Augusto Cesar Sandino portrait in mural by Susan Greene in SF

Photo: Scott Braley

Augusto César Sandino

Augusto C. Sandino (born in 1895 and executed in 1934) fought against the American troops occupying Nicaragua in the late 1920s and early 1930s. He was acclaimed in revolutionary circles and volunteers from many countries rushed to join him in his fight. One such a man was Salvadorean-born Augustín Farabundo Martí (1893–1932), a persuasive law-school drop-out who became a trusted advisor and Sandino’s personal secretary.

A farmer and a mining engineer, Sandino joined the liberal revolution (1926) against the conservative government headed by Adolfo Díaz and Emiliano Chamorro. He protested against the new U.S. intervention in Nicaragua in 1926 and rejected the Stimson-Moncada agreement for the elections of 1927.
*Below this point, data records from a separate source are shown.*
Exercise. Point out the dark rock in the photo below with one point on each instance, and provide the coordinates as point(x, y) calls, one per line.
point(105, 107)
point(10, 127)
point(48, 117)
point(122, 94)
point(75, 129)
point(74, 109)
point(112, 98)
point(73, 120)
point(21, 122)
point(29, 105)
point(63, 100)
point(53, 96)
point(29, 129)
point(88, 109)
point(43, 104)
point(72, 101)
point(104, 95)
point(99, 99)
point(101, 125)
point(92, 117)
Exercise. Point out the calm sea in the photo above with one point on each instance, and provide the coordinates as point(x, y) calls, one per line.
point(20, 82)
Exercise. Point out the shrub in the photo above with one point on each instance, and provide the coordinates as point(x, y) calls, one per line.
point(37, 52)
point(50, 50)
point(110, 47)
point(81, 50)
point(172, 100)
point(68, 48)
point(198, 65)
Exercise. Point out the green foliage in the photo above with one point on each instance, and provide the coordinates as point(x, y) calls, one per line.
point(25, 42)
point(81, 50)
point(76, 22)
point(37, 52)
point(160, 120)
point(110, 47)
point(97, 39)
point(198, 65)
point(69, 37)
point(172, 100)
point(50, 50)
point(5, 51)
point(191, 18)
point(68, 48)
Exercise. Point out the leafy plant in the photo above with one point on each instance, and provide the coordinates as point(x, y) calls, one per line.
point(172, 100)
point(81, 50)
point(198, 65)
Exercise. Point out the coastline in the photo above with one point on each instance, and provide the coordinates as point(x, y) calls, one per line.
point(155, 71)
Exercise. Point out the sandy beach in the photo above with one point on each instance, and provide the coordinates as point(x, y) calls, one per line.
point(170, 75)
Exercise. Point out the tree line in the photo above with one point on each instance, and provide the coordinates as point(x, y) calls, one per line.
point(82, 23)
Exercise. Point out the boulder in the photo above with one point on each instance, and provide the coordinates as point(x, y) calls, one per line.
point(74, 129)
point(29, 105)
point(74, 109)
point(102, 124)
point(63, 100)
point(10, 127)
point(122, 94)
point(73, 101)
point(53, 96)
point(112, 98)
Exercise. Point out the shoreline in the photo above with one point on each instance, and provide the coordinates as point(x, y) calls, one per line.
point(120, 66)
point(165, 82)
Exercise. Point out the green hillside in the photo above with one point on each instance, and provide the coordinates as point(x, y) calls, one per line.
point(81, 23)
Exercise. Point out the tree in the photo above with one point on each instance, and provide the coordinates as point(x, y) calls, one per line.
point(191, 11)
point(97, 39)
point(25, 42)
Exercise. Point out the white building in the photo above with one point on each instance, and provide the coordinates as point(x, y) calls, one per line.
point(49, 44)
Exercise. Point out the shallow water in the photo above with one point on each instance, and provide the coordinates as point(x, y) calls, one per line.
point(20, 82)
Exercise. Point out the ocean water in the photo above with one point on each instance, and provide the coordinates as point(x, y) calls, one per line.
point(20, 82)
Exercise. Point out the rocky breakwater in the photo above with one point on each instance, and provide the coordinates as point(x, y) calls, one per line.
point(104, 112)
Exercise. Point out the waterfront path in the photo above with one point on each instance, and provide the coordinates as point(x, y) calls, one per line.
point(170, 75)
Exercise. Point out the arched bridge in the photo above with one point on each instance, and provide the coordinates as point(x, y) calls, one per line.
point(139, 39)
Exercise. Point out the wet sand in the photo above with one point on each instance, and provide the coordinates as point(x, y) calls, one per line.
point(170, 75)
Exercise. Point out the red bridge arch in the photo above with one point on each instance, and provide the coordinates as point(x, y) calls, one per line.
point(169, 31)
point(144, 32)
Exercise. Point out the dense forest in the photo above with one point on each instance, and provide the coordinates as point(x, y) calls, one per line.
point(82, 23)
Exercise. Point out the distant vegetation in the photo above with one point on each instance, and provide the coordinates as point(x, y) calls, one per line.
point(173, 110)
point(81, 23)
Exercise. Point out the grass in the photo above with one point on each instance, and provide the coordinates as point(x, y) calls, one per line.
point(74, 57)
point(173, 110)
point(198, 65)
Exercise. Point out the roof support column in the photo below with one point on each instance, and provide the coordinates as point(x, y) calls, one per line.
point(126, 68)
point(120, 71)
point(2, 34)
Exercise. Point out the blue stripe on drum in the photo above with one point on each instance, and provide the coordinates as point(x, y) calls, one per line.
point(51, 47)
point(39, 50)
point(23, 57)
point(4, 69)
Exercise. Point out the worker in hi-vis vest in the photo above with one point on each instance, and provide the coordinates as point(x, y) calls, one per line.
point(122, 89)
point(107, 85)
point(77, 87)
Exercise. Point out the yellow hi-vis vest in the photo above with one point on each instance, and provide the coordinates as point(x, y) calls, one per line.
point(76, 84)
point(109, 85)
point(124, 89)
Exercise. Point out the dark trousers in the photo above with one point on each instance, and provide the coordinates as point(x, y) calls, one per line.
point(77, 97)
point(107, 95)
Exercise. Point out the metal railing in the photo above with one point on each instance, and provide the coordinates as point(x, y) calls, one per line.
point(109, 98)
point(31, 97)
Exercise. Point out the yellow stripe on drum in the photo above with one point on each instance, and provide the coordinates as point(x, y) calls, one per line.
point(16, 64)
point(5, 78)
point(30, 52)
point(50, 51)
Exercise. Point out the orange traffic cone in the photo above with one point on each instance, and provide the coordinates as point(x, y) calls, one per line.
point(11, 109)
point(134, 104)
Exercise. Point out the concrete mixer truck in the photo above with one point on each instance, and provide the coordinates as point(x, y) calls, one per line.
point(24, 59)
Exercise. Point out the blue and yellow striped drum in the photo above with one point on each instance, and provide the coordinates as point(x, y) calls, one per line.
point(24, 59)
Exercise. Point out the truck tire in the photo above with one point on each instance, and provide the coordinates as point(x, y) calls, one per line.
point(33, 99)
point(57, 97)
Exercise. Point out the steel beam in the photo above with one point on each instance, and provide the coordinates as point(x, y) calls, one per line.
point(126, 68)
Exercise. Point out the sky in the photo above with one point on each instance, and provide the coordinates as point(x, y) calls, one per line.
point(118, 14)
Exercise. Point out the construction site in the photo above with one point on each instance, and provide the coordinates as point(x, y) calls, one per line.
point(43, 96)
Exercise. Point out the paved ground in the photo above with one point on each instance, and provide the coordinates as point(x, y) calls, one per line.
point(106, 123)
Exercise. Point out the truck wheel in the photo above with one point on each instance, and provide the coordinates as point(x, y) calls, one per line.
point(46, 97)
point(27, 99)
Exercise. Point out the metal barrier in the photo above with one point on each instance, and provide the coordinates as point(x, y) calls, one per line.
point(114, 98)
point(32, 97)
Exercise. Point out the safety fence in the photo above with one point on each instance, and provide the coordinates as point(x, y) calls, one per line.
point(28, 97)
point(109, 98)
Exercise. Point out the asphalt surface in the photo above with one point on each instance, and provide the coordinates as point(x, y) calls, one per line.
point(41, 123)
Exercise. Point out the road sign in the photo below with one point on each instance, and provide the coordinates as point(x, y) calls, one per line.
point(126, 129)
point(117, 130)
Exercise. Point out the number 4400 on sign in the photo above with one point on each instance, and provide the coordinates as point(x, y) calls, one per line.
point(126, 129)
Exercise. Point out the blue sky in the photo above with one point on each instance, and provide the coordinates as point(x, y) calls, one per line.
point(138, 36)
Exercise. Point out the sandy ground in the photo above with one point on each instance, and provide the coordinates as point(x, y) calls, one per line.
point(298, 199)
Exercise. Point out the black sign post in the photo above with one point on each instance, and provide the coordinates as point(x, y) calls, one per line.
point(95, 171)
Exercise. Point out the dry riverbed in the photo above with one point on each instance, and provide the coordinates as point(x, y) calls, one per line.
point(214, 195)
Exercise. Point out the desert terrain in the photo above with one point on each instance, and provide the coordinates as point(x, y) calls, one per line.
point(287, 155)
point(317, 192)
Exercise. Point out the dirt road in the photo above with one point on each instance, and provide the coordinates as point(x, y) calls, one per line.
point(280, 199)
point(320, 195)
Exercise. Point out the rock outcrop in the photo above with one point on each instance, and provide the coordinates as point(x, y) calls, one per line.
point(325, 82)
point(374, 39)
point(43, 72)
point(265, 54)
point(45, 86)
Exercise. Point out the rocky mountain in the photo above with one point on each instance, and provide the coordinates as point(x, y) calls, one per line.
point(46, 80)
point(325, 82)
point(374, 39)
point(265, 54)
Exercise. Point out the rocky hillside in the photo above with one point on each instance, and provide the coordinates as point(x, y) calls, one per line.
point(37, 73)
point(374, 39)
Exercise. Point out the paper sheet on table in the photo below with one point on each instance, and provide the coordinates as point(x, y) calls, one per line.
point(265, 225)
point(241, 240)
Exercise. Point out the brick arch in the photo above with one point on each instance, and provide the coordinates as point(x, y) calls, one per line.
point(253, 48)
On this score Sandino broke with the liberal leader, José María Moncada, and conducted vigorous guerrilla campaigns (1927–1933) against the occupying U.S. Marines. Never captured but finally reconciled after the withdrawal of the marines, he headed a cooperative farming scheme. In 1934 he was invited to meet with General Anastasio Somoza, and when he did so, he was seized and executed. It is from his name that the Nicaraguan revolutionary group, the Sandinistas, derives its name.